ANTAR ANAK
Beberapa hari sebelum diganti Mendikbud Anies Baswedan menyerukan agar orang tua mengantarkan anaknya hari pertama masuk sekolah, yang
sebagian besar dilaksanakan pada tanggal
18 Juli 2016. Masyarakat menyambut anjuran tersebut dengan antusias.
Ada yang
menyambutnya dengan serius sehingga edaran itu dianggap sebagai instruksi
atasan yang harus dilaksanakan. Tidak sedikit pula yang menanggapinya dengan
biasa saja, atau bahkan dengan candaan, bahwa mengantar anak ke sekolah itu aktivitas
yang tidak penting bagi orang tua. Di media sosial topik mengantar anak ke
sekolah menjadi bahan candaan atau lelucon baik dalam bentuk cerita maupun
gambar.
Apa
pentingnya mengantar anak ke sekolah? Bagi sebagian orang mengantar anak ke
sekolah adalah aktivitas yang biasa, sebagai tugas orang tua karena anaknya
tidak bisa berangkat sendiri. Sehingga tidak ada sesuatu yang istimewa dalam
kegiatan harian itu.
Bagi orang
tua yang banyak kesibukan, mendampingi ini anak merupakan kegiatan yang amat
langka. Dikatakan langka, karena dinilai kegiatan itu tidak penting. Atau bisa
juga langka karena memang kesempatannya sangat terbatas.
Mengantar
anak ke sekolah bukan aktivitas biasa.
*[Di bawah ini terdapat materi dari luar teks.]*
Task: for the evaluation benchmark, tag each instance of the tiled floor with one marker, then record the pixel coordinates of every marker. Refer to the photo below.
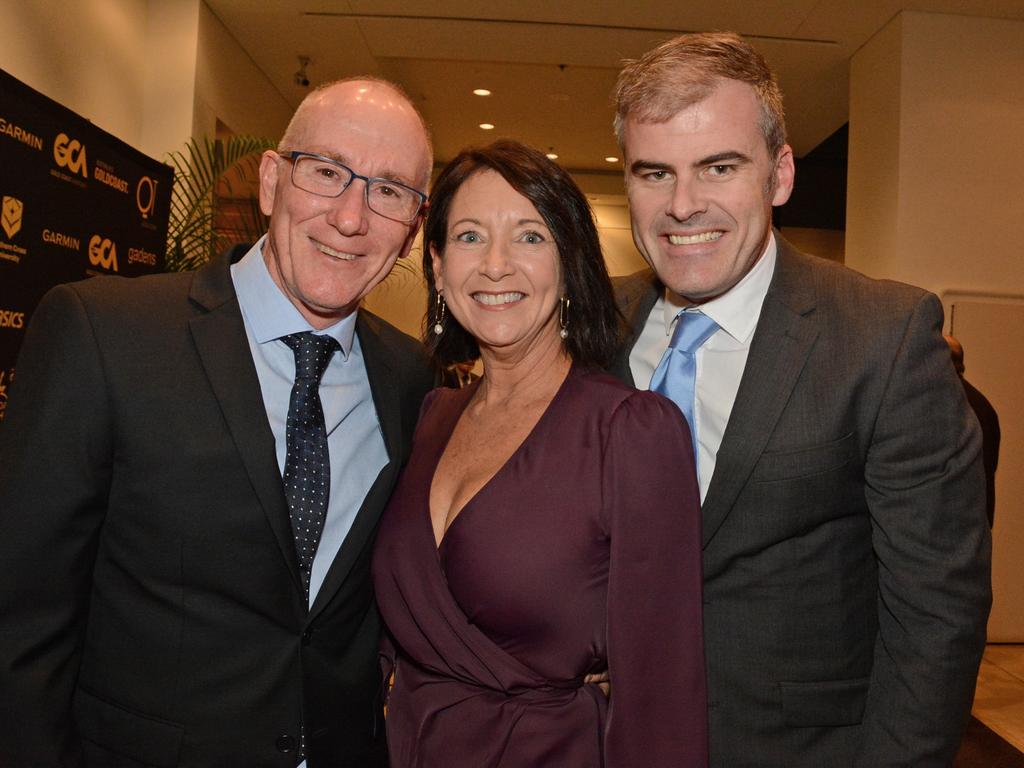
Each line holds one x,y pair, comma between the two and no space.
998,699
Hari pertama masuk sekolah merupakan
momentum penting bagi orang tua, siswa dan sekolah guna membangun interaksi
dalam ekosistem pendidikan. Di samping itu, kegiatan itu dipandang penting
dalam rangka untuk melakukan perubahan mental para pelaku pendidikan, khususnya
orang tua untuk terlibat aktif dalam pendidikan putra/putrinya di sekolah.
Antar anak
ke sekolah merupakan aktivitas yang menunjukkan perhatian dan kelekatan orang
tua dan anak. Kelekatan (attachment) antara orang tua
dan anak memberi dampak yang cukup signifikan pada perilaku anak di masa depan.
Jika anak
memiliki kelekatan yang baik atau secure attachment dengan orang
tuanya, maka diyakini anak tersebut akan berkembang lebih optimal dan memiliki
perilaku yang positif. Anak akan tumbuh dengan kecerdasan moral dan sosial anak
di kemudian hari. Jabat tangan dan lambaian tangan orang ketika anak memasuki
gerbang sekolah tetap menjadi pilihan utamanya.
Dalam
pemahaman demikian, bagi orang tua seharunya prihatin dan sedih jika tidak
sempat mendampingi anaknya menuju ke tempat belajar atau ke sekolah. Orang tua
seharusnya merasa kehilangan momentum dan kesempatan menyiapkan generasi masa
depan.
Namun dalam
masyarakat justru banyak terjadi aburditas dalam menyiapkan generasi. Betapa
banyak orang yang beranggapan, bahwa mengantar anak sekolah menjadi penghambat
menuju tempat kerja. Alasannya, toh anak sudah besar atau bisa diantar sopir
yang lebih tangkas mengendarai mobil.
Kehidupan
modern yang serba teknologis mempengaruhi pola hubungan atau kelekatan anak dan
orang tua. Komunikasi sangat terbatas karena kesibukan dalam memenuhi tuntutan
dan keinginan hidup. Banyak orang yang pergi kerja pagi sebelum anak-anaknya
bangun dan pulang kembali ke rumah malam menemui anak-anaknya sudah tertidur.
Ketika ada
kesempatan saling bercengkrama malah disia-siakan. Barangkali pembaca termasuk
orang yang berkomunikasi dengan anak tanpa perhatian yang sungguh-sungguh. Misalnya,
menanggapi pertanyaan dan pembicaraan anak sambil bermain HP.
Yang lebih
parah lagi seruan itu menjadi bahan tertawaan. Maka ketika seruan mengantar
anak atau mendampingi anak belajar menjadi bahan lelucon, sadar atau tidak,
pada dasarnya menertawakan absurditas kehidupan dan keseharian masyarakat kita
sendiri.
Masyarakat
yang berakhlak luhur adalah ketika manusianya cepat sadar atas abasurditas
kehidupannya. Sebaliknya, masyarakat yang berbudaya rendah adalah ketika
manusia menertawakan kebodohannya sendiri.